The Interim Union Budget for 2024-25, presented on February 1, 2024, by Finance Minister Nirmala Sitharaman, allocated a record Rs 6.21 lakh crore to the Ministry of Defence. This figure represents a 4.72% increase over the previous fiscal year, showcasing the government’s commitment to strengthening India’s defence capabilities. As we approach the upcoming full budget in July 2024, this comprehensive analysis provides insights into how this increased allocation will influence the defence sector and what it signifies for future fiscal policies.
A significant portion of the defence budget, Rs 1.72 lakh crore or 27.67%, has been earmarked for capital acquisitions. This allocation is crucial for modernising the armed forces, including the procurement of advanced weapon systems, fighter aircraft, ships, unmanned aerial vehicles, and specialist vehicles.
For the fiscal year 2024-25, Rs 92,088 crore has been allocated for revenue expenditure other than salary, which is 48% higher than the budgetary allocation for FY 2022-23. This allocation ensures the sustenance and operational readiness of the armed forces, covering maintenance facilities, ammunition procurement, resource mobility, and day-to-day operational costs.
The budgetary allocation for defence pensions has increased to Rs 1.41 lakh crore, reflecting a 2.17% rise from the previous fiscal year. This amount will cover monthly pensions for approximately 32 lakh pensioners through the SPARSH system and other pension disbursing authorities. Additionally, the Ex-Servicemen Welfare Scheme has seen a 28% increase in allocation, reaching Rs 6,968 crore.
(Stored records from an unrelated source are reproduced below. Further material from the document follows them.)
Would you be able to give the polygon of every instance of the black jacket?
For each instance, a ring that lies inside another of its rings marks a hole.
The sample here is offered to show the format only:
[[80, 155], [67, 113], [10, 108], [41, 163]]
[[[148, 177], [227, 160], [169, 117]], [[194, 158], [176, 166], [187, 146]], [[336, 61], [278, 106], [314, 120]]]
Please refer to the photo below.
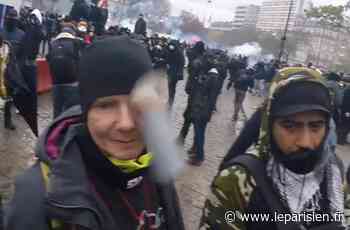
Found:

Overview of defence allocation and percentage change over previous budgets
Particulars | Amount (Rs lakh crore) | % change from previous budget |
Budget 2022-23 | 5.25 | 4.78% |
Budget 2023-24 | 5.94 | 13.14% |
Budget 2024-25 | 6.22 | 4.72% |
The Indian government’s unwavering commitment to bolstering national security is driving significant developments in both the country’s defence strategy and its domestic defence industry. This focus, as recently emphasized by Defence Minister Rajnath Singh, is translating into a positive outlook for defence stocks in India.
Singh’s visit to the Eastern Naval Command in Visakhapatnam marked his first outstation visit after assuming office for a second term. During the visit, he underscored the government’s resolve to further strengthen maritime security and solidify India’s naval presence in the Indian Ocean Region (IOR). This renewed emphasis on maritime security comes alongside increased budgetary allocations and policy measures aimed at propelling the domestic defence industry forward.
This focus on domestic production aligns perfectly with the recent rally witnessed in defence stocks. The past three days have seen a surge in defence stocks, with companies like Paras Defence and GRSE experiencing significant gains. This rally can be partly attributed to the Ministry of Defence issuing a request for proposal to procure Light Combat Helicopters from Hindustan Aeronautics Limited (HAL) – a move valued at a staggering Rs 50,000 crore. This hefty order, the largest single helicopter order placed with an Indian company, signifies the government’s commitment to the “Make in India” initiative for defence production.
Minister Singh’s ambitious target of generating Rs 50,000 crore worth of military exports annually by 2028-2029 further fueled the positive sentiment in the defence sector. This target, coupled with the record-breaking Rs 21,083 crore of defence exports achieved in the previous financial year, paints a promising picture for the future of India’s defence industry.
While the details of the upcoming July 2024 budget are yet to be announced, the trends observed in the February 2024 interim budget and pronouncements from Defence Minister Rajnath Singh provide valuable insights. We can expect the upcoming budget to continue prioritizing:
As we await the full budget in July 2024, these allocations set the stage for continued investment in defence, aligning with the government’s vision of a confident and strong India. The positive response from the stock market and the focus on defence exports further highlight the potential economic impact of these investments, positioning India as a reliable global defence equipment supplier.
Disclaimer: This blog has been written exclusively for educational purposes. The securities mentioned are only examples and not recommendations. The information is based on various secondary sources on the internet and is subject to change. Please consult with a financial expert before making investment decisions.